On Friday, a group known as the Tesla Science Center at Wardenclyffe, formerly known as Friends of Science East, purchased 16 acres on eastern Long Island to create a Tesla museum and science center. Matt Inman, creator of the Web cartoon The Oatmeal, encouraged his readers to contribute to the non-profit’s purchase, calling its goal, “a simple feat… only expensive.” Inman set out to raise $850,000, but ended up raising close to $1.4 million for the establishment of what will be America’s first museum dedicated to scientist Nikola Tesla.

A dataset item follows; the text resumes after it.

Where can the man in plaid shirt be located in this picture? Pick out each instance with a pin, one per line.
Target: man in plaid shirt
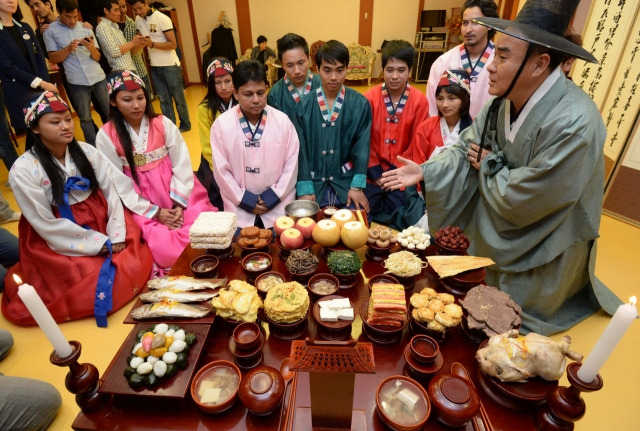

The New York Times reports that Inman’s fundraiser saw donations from residents of over 100 different countries. Inman donated the proceeds of the fundraiser to the nonprofit, which purchased the Long Island property from the Agfa Corporation. The corporation used the land from 1969 to 1992, but decided to put it up for sale in 2009.
Ars noted at the beginning of Inman’s fundraiser in August that Wardenclyffe, as Tesla called his estate, was originally intended to be, “a vector for trans-Atlantic wireless communications, broadcasting, and wireless power. The site consisted of an (incomplete) 18-story-high transmission tower that topped off a laboratory surrounded by 16 acres of land in Shoreham, Long Island in 1903. By 1917, Tesla had sold the site for $20,000 to pay bills at the Waldorf. That same year, the transmission tower was blown up by the buyers and sold for scrap.”
Now that papers have been signed for the purchase of Wardenclyffe, the ruins of Tesla’s brilliant scientific career will be dusted off and presented to people who’ve admired the scientist’s work for decades.